A consequência dessa negligência afetaria as

próximas semanas e o retardo em procurar uma solução para

mais este problema, consolidava, pouco a pouco, o fim de

uma trajetória marcada pelo descaso e frustração.

Como há tempos, o “banquete” restringe-se a uma

papa sem gosto e mal cozida. Consegui, com certa facilidade,

utilizar o talher com apenas uma das mãos, não

demonstrando a dificuldade sentida em relação ao domínio

do meu próprio corpo.

Obviamente que não haveria meios de esconder por

muito tempo essa nova condição que, assim como as demais,

não pediu licença para tomar o seu espaço e simplesmente

entrou, obrigando-me a aceitar e conviver, sem querer saber

se era possível aguentar, ou não.

Era ainda muito cedo quando peço para ser levado ao

quarto. Cumpro a rotina pelo qual estou acostumado e

60

solitariamente tento me colocar de pé. Precisava ser

cuidadoso, afinal, não poderia cair e correr o risco de

comprometer o pouco da mobilidade que ainda restava.

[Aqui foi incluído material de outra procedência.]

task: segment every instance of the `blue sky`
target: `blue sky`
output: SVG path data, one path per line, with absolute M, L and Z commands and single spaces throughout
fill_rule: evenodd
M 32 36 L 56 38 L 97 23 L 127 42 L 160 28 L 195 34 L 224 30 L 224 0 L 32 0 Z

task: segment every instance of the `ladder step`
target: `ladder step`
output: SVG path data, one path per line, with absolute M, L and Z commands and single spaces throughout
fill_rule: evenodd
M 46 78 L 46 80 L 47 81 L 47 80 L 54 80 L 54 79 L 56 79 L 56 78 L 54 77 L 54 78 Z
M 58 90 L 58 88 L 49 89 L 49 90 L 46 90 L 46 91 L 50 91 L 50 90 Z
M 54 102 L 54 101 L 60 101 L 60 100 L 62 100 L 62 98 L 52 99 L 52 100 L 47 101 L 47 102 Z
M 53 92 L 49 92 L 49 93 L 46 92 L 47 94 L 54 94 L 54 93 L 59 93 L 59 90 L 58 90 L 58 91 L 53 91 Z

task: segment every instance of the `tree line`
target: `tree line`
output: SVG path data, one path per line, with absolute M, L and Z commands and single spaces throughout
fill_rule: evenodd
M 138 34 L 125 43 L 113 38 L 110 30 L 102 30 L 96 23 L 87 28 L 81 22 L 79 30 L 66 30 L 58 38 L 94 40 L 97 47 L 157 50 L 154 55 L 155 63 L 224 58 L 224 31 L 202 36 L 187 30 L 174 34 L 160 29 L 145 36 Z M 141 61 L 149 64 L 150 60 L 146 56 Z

O andador estava próximo, porém, distante demais da

coragem de tentar e correr o risco de fracassar, tornando-me

escravo da companhia pelo qual eu mais detesto. A cadeira de

rodas.

Demora um tempo até a força de vontade vencer o

medo que me acometia, mas, se eu não queria ficar na

cadeira, em algum momento seria preciso sair dela.

Vejo-me uma criança em idade avançada,

reaprendendo tudo aquilo que por muito tempo foi

automático e imperceptível.

Firmei minhas mãos e, antes que pudesse tentar

levantar, percebi-me chocado com a impossibilidade de sair

do lugar.

Isso não pode estar acontecendo, deve ter sido a falta de

concentração. Pensei.

Numa nova tentativa constatei que, subitamente, a

força não estava mais sob o meu poder.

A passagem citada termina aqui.